Qualities as fuzzy as courage, magnanimity, self-awareness, situational awareness, humility and other virtue traits can be benchmarked, quantified and tracked. True there is no universal yardstick for this kind of intelligence but the measurement tools are actually as rigorous as those used to access an essay or the soundness of a math proof.
In fact, it can be argued that focusing on meta skills development can have a much greater impact on achieving equality, increasing quality of life and mitigating negative coping strategies than a purely academic curriculum/pedagogy.

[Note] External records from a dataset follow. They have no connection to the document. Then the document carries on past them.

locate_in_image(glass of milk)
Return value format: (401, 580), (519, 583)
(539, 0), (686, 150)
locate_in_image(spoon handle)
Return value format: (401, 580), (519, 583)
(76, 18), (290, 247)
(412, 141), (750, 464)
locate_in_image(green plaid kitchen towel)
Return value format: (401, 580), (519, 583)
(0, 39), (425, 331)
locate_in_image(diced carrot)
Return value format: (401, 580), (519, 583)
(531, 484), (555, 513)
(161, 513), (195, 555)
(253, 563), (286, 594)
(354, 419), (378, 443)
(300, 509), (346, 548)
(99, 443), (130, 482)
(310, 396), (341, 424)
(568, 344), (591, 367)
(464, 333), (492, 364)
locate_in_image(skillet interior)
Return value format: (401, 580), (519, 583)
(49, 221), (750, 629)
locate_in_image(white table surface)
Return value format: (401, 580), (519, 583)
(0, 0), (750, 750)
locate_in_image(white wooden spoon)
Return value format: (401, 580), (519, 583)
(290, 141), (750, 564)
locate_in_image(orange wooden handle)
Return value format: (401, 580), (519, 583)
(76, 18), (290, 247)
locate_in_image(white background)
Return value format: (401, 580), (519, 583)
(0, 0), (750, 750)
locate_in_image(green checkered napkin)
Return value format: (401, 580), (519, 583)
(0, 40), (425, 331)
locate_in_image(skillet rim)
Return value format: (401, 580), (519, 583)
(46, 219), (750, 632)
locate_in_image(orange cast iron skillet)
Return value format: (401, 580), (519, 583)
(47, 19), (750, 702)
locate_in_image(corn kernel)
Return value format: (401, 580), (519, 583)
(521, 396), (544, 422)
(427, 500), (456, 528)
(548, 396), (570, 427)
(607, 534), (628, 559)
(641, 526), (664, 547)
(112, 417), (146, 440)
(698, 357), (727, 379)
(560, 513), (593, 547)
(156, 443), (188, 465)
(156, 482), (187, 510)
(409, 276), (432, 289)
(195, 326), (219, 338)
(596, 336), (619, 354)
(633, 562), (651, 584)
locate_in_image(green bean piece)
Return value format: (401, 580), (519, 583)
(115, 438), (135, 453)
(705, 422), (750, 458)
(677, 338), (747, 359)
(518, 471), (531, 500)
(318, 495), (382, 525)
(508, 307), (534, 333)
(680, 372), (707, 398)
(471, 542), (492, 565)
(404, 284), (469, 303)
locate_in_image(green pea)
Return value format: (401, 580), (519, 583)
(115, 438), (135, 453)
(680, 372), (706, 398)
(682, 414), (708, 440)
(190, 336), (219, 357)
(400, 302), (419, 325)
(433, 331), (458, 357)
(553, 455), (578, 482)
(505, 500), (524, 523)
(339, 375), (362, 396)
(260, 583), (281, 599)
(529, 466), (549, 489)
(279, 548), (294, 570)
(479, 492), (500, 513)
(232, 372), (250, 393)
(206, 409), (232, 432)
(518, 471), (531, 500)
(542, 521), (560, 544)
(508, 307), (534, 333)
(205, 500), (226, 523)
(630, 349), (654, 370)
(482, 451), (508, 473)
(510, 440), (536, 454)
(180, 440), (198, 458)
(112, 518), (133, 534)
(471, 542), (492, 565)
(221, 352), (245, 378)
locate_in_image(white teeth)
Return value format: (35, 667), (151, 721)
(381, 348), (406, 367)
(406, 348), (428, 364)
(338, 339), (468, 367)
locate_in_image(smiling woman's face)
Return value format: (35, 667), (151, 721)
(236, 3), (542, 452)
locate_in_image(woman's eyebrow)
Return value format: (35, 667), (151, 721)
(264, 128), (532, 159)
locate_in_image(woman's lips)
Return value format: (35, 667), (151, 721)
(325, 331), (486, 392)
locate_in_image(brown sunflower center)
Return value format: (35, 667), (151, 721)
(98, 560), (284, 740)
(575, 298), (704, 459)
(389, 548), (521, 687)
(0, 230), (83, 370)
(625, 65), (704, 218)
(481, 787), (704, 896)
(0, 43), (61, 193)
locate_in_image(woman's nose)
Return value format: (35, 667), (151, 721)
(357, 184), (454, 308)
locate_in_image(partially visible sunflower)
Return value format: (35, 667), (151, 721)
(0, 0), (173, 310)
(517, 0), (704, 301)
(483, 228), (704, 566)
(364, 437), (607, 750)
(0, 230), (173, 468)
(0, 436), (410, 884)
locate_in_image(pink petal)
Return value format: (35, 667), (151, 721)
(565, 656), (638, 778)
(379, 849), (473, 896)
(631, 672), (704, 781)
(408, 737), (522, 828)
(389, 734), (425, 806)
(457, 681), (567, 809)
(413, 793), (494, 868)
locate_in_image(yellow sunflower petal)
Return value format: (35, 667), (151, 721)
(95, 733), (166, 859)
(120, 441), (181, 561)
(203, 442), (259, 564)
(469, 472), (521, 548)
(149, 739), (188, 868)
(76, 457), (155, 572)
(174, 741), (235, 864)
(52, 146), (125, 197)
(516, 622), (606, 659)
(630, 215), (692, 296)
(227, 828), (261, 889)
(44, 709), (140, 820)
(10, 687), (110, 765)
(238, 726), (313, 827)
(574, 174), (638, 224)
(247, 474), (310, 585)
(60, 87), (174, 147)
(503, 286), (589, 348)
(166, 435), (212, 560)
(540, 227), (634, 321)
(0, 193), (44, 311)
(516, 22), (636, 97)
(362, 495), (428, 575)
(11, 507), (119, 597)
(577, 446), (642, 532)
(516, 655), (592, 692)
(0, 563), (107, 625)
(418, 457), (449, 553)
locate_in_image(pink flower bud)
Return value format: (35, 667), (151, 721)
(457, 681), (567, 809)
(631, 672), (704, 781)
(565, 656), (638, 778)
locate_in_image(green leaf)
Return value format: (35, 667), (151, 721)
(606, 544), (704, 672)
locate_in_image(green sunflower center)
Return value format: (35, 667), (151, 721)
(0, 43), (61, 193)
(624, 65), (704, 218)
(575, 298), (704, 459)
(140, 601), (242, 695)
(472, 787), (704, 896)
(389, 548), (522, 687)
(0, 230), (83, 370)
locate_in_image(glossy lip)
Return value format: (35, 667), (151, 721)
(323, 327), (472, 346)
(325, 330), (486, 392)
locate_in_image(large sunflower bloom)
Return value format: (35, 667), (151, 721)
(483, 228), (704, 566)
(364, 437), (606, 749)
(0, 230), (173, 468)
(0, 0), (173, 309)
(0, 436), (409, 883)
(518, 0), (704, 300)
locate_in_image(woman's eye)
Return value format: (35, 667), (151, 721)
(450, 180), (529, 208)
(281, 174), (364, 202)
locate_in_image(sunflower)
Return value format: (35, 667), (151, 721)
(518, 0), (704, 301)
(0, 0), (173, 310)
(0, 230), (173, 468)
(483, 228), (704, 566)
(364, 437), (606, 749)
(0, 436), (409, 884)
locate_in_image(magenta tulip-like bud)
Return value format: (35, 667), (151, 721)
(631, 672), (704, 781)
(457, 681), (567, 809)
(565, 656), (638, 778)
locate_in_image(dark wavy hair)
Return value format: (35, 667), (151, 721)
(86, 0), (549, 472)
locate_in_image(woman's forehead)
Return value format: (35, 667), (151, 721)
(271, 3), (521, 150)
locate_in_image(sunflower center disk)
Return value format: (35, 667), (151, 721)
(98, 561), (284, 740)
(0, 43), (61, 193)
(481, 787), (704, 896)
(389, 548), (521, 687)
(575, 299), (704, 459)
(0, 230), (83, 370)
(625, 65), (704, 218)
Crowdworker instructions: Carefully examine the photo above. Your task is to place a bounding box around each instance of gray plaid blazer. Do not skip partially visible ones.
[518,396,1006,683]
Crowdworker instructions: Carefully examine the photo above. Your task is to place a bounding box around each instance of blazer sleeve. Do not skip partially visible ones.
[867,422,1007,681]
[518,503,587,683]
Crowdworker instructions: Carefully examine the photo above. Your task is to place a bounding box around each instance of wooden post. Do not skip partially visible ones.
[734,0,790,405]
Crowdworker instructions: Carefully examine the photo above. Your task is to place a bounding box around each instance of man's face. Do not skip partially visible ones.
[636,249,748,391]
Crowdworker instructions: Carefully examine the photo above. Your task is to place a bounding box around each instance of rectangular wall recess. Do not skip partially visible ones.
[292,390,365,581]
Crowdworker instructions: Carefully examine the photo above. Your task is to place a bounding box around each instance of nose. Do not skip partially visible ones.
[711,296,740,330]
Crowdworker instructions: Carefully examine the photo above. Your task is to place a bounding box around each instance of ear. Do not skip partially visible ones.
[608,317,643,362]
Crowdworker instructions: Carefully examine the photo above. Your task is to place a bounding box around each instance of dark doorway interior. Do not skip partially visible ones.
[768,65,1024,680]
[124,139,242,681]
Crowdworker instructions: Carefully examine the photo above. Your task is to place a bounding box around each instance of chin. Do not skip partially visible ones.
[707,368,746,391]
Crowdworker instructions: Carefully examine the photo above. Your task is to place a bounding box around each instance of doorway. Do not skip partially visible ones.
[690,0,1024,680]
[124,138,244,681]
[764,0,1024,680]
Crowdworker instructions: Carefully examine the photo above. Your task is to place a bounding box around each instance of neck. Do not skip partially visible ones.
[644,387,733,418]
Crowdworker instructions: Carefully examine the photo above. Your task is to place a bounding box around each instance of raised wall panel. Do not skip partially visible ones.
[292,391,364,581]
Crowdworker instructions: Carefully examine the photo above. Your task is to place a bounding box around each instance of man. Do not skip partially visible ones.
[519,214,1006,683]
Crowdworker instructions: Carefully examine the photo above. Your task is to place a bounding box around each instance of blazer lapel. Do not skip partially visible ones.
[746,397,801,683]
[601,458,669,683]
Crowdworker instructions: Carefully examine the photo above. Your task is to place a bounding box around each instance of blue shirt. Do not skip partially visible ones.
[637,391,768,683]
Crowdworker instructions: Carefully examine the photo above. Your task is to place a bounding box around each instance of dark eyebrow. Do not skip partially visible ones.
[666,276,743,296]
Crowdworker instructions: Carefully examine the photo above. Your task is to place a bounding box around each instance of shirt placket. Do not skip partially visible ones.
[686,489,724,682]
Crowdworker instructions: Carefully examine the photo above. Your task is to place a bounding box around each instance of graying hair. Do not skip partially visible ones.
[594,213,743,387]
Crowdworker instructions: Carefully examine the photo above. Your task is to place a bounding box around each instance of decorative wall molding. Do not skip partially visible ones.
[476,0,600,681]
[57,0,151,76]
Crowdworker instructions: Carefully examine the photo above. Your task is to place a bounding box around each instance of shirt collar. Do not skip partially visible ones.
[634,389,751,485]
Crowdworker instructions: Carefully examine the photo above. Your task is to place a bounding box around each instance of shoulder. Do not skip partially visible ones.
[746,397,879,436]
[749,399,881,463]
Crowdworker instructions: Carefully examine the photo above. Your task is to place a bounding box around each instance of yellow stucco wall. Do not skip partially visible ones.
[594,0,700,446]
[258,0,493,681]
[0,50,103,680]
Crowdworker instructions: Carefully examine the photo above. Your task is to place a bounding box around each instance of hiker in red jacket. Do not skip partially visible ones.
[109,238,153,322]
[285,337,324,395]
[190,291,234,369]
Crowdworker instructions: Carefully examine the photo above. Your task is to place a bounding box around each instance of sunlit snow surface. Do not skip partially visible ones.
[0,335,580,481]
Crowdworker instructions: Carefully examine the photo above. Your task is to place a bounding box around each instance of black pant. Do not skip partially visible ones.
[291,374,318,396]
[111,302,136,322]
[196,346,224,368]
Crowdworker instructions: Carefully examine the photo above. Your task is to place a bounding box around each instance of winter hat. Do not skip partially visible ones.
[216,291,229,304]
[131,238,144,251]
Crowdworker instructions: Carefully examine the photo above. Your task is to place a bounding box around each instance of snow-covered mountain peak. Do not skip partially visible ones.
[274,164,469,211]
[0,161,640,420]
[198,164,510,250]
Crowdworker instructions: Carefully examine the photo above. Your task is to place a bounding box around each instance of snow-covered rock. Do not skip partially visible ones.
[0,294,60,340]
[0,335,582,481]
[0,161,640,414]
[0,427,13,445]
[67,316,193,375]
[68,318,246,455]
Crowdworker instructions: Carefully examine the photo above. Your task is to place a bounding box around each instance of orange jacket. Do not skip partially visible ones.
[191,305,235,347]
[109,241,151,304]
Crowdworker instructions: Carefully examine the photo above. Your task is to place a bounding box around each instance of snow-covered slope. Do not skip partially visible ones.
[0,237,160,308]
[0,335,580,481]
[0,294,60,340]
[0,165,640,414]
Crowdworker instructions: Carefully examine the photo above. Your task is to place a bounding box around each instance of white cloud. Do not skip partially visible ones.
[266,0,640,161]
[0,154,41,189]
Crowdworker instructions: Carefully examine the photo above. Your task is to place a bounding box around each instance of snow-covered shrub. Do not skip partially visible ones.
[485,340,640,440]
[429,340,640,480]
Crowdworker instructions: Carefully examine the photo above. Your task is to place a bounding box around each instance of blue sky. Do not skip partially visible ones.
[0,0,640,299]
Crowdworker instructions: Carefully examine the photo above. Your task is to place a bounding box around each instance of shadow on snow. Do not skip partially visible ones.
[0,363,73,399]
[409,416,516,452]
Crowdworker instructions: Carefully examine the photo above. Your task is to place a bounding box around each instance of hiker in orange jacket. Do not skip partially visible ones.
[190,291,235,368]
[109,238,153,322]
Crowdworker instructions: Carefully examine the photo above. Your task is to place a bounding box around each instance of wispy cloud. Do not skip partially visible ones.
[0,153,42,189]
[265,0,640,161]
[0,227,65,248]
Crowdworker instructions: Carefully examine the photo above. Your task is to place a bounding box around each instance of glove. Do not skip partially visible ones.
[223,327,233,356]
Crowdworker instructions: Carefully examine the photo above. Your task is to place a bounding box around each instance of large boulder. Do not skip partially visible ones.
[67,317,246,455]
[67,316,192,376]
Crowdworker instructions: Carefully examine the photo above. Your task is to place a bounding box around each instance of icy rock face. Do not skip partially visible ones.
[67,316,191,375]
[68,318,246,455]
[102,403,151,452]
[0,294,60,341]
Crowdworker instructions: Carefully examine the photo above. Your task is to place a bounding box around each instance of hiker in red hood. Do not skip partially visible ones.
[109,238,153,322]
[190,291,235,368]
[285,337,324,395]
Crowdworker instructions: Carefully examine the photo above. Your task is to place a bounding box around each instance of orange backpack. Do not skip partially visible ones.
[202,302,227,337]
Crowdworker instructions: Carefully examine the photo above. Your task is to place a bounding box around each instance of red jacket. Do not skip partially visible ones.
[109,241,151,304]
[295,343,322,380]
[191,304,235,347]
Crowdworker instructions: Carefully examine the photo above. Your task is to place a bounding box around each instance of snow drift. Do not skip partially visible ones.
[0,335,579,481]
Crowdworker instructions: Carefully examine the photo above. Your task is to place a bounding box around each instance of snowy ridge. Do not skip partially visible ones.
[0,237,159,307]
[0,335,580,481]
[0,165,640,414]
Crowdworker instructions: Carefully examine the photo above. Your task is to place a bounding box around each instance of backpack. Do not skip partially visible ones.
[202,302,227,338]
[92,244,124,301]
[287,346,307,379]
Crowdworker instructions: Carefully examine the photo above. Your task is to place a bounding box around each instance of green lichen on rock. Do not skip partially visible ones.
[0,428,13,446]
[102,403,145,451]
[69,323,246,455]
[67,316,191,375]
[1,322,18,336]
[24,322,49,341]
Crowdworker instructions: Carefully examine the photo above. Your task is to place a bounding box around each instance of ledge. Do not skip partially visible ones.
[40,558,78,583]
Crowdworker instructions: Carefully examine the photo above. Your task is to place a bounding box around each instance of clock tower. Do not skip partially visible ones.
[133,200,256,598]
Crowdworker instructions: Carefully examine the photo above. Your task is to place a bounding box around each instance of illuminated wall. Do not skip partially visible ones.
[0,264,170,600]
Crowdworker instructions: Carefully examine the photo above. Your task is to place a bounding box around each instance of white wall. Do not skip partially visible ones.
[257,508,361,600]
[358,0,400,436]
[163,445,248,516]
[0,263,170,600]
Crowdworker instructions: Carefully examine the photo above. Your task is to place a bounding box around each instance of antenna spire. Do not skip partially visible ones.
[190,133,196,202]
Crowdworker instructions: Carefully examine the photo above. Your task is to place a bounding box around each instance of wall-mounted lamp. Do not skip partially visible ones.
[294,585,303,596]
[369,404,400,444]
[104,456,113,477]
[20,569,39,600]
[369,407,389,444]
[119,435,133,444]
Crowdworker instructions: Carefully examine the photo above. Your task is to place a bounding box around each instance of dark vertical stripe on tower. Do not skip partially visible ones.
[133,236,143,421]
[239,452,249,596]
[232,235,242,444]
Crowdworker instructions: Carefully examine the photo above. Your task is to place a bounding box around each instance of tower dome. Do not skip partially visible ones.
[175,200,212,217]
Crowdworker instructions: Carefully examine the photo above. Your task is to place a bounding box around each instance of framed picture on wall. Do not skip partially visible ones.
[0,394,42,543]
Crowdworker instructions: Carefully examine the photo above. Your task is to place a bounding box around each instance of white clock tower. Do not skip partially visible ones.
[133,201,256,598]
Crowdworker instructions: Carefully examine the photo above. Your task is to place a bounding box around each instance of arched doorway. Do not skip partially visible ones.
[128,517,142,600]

A useful case study is RBK, a character accelerator in MENA where upwards of 70% of female youth are unemployed. RBK grads skip an unemployment line that is 85 million long not because of technical or 'academic' acumen or strong foundational knowledge - many are refugees with out a high school diploma - but because of the social, emotional, logical and meta intelligence acquired in the accelerator. They are thriving because of their communication skills, ability to separate the music from the noise and ultimately, their acquired virtues.
We are at a steam engine moment in humanity. There will be life Before AI and life AFTER AI. Yes foundational, academic, technical knowledge is essential to moving forward both individuals and communities. But we are having our frontal lobes handed to us by an entity that has an IQ orders of magnitude greater than our own. An entity that possesses not only the collective wisdom of all of humanity but also the knowledge of how to piece it together given context. As such, it does not feel productive to be fighting against the one thing that can actually save us - our humanity.
Rebecca, I appreciate your thoughts around this topic and look forward to your contributions to this fii...conversation.
The current conveyor belt paradigm must be replaced by a student paced mastery paradigm built on learner competencies and student agency.